Thursday, September 20, 2007

Chapter One.Eight: Au Revoir Paris.. for now..

The next day dawned too early for us. The hostel was a dark and a quiet corner of the earth when we hurriedly got ready to catch the train for our trip to Rome. The greatest tragedy of the entire affair was not that we were leaving Paris without spending much time there; it was that the hostel had not yet opened up their breakfast counter which is usually functional from 0700 hours.

We cast a hopeful eye towards the cafétaria before heading out of the door to the cold Sunday morning. A short walk back to the metro and changing the lines a couple of times before we came to Gare de Lyon eventually. The geographic convenience of housing the metro and the Eurail lines in the same complex helped the cause considerably and we commended the wise and the natural choice of such a construction. The Eurail lines can easily be found by chasing the escalators to the highest level possible till you reach what can be described ground level and you come across the terminal bank.

The next task is a bit tricky but can be surmounted by some quick observatory practices. First, find which terminal platform your train leaves from. This is combined exercise of scanning your boarding card (which is assigned to you when a reservation has been confirmed) for your train number from among the other undecipherable jargon printed therein and then matching that against a similar number printed on one of the innumerable screens displaying the schedule. If you could do that much, finding the platform number is a matter of child's play.

We were travelling to Roma via Milano as there were no direct trains available from Paris. Bags laden, hungry stomachs non-withstanding, we boarded onto the assigned coach on our way to further unknowns. The train was, as expected, more punctual than Mr.X ever was...

Friday, September 14, 2007

Chapter One.Seven: rue Rivoli, Our Lady and a good bye..

Walking down from the Louvre on rue Rivoli, we decided that the next historical monument to visit would have to be the Cathédrale de Notre Dame (Kaa-they-dhraal the Nau-thr Dhaam). Rue Rivoli is magnificent, to say the least, and is a pleasure to any Paris first timer. As with any other quaint European street, it is lined by old stone monuments, some downright absurd in architecture, but you would find any of the modern era business establishments, especially the ubiquitous haute couture establishments and the some more affordable ones.
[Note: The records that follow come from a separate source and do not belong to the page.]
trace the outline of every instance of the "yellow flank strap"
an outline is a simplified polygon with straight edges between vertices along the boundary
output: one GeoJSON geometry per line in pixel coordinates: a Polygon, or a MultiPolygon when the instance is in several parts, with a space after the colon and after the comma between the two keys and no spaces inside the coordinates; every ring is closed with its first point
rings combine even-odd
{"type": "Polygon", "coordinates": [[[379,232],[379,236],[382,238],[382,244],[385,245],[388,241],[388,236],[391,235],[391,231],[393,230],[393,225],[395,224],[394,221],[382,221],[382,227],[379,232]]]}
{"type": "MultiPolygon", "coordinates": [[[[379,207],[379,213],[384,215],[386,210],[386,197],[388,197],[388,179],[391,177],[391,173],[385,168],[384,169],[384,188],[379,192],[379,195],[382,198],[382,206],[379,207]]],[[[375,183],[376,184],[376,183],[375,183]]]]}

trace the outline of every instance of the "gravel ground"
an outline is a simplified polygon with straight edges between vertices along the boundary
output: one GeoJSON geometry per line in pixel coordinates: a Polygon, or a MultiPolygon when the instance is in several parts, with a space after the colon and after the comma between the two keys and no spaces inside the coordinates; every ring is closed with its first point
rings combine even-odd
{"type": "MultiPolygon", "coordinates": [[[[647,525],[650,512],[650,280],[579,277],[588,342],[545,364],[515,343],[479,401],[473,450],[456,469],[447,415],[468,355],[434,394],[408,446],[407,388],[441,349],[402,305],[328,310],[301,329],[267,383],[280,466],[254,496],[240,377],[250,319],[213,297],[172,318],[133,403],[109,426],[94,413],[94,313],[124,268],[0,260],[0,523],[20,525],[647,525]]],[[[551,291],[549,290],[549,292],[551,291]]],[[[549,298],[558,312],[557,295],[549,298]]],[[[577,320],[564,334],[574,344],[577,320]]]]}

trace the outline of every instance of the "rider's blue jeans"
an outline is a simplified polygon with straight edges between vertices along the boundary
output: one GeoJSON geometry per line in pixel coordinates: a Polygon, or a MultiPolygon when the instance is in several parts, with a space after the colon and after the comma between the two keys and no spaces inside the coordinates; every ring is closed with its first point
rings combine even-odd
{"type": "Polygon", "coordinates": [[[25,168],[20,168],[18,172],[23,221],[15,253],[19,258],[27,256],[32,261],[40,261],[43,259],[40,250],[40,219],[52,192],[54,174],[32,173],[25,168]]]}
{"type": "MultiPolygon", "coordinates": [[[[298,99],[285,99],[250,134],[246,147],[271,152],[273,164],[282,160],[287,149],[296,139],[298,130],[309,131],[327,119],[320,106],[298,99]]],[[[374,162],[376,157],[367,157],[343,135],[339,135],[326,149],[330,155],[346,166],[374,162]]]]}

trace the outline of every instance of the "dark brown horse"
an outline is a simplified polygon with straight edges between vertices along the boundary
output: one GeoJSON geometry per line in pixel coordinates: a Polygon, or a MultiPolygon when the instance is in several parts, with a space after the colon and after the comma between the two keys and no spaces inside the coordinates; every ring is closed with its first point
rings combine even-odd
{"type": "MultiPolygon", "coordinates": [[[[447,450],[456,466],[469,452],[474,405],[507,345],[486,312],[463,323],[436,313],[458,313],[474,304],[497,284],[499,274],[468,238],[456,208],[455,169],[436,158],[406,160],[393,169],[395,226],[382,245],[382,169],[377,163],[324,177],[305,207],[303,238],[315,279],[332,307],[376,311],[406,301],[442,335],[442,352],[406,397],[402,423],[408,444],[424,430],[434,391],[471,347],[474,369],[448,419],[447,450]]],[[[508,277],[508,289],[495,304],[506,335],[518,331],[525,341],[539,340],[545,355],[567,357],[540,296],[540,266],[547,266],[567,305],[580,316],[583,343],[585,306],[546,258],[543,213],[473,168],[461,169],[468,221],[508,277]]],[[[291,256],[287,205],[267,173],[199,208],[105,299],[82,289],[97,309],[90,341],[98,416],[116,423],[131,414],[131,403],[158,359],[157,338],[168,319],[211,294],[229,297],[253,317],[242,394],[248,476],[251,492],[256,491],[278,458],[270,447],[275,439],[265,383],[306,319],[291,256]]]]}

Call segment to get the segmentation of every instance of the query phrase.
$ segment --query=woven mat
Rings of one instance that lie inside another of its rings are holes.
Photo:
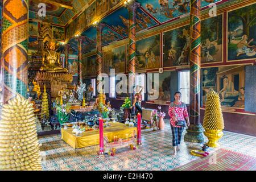
[[[256,158],[220,148],[174,171],[256,171]]]

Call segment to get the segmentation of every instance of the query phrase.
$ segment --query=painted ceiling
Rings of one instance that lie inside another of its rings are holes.
[[[112,1],[110,1],[110,3]],[[137,1],[141,3],[141,7],[136,13],[137,32],[188,15],[190,11],[189,2],[190,0],[137,0]],[[222,0],[202,0],[201,8],[208,6],[212,2],[220,1]],[[69,10],[67,10],[65,13]],[[128,36],[128,19],[127,9],[123,6],[101,20],[101,22],[105,25],[102,34],[103,46]],[[83,53],[95,50],[96,28],[92,26],[89,27],[81,33],[81,35],[86,38],[86,40],[83,43]],[[76,50],[75,52],[77,52],[77,42],[75,43],[73,39],[71,39],[69,43],[72,45],[73,49]]]

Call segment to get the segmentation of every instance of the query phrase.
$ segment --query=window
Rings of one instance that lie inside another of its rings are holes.
[[[189,71],[179,72],[179,91],[181,93],[181,102],[189,104]]]
[[[93,96],[96,96],[96,78],[90,80],[92,87],[93,88]]]
[[[135,78],[135,86],[139,85],[143,86],[143,90],[141,93],[142,95],[142,101],[144,100],[145,97],[145,89],[146,89],[146,75],[144,73],[142,73],[140,75],[137,75],[136,78]]]
[[[109,85],[109,97],[115,97],[115,76],[110,77]]]

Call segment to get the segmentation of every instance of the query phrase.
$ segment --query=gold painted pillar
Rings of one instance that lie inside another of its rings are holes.
[[[81,85],[82,84],[82,40],[84,40],[84,37],[80,36],[78,39],[78,84]]]
[[[204,140],[200,123],[201,0],[191,0],[190,10],[190,126],[184,140],[202,143]]]
[[[3,1],[1,50],[3,104],[16,95],[26,97],[28,23],[27,0]]]
[[[65,45],[65,68],[68,71],[68,51],[69,51],[69,44]]]
[[[105,24],[102,23],[99,23],[96,26],[97,30],[97,45],[96,45],[96,66],[97,66],[97,71],[96,74],[97,76],[101,73],[103,73],[102,71],[102,45],[101,45],[101,33],[102,32],[102,29],[104,27]],[[98,86],[100,84],[100,81],[97,79],[97,89],[98,88]],[[98,90],[98,92],[100,90]]]
[[[129,14],[129,97],[133,98],[133,88],[135,86],[135,59],[136,59],[136,10],[140,4],[135,1],[130,2],[127,5]]]

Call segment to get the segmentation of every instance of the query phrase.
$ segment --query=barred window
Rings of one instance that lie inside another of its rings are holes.
[[[179,72],[179,90],[181,93],[181,102],[189,104],[189,71]]]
At one of the street corners, a steel band was performing a percussionist number and there were some accompanying gestures directed towards the legal guardians. They were very clear in their general like of the keepers and the keepers were kind enough to smile back in mock from their horses. Some shouting followed after which the band disbanded and started to march across the street, banging away at all times against their instruments. The vehicles respectfully waited while the members crossed amidst cheerful clapping and encouragement from the mustering of tourists which included us as well.



Crossing the Seine to the Île de la Cité (Eel the laa Si-they), the tiring mass of us came upon the Cathedral of Our Lady of Paris. It is markedly different in its Gothic architecture as compared to the other monuments that we had come across and were spellbound in its magnificence. That we were to encounter an even better exhibition of the said architecture in the near future was as yet an mystery to us.

Tired that we were of the cross city walk that we had executed and in keeping with the body clock that was still adjusting, we decided to call it a day and head back to the hostel. An additional pressing reason being that we had to catch the early morning express to Rome at 0745 from Gare de Lyon.

We caught the metro to Porte de Bagnolet, bid goodbyes to our visitors from London and then made our short walk back to the hostel. The last essentials of the day: food to fill our stomachs and rations for our travel the next day on the train.

We debated various options of restaurants based primarily on the economical damage that they would cause and the relative ease that we could adjust to the food. We finally settled on a Chinese restaurant at the junction of rue Davout, short walk from the hostel. Mr. X was in an extremely bad biological shape with an sharp pain in his legs caused by the long walks that we had undertaken that day.

Chinese restaurants, outside of India, typically serve the food along with chopsticks and steel cutlery is provided solely upon request. I challenged the devastated Mr.X to a trial by chopsticks which he refused unenthusiastically. Must say that Mr.X was winding down way too quickly and his very survival for the remnant of the trip seemed suspect. Having staffed ourselves with the basic fruits, breads and beverages for the next day, we wound down very late in hopes of waking up on time the next morning.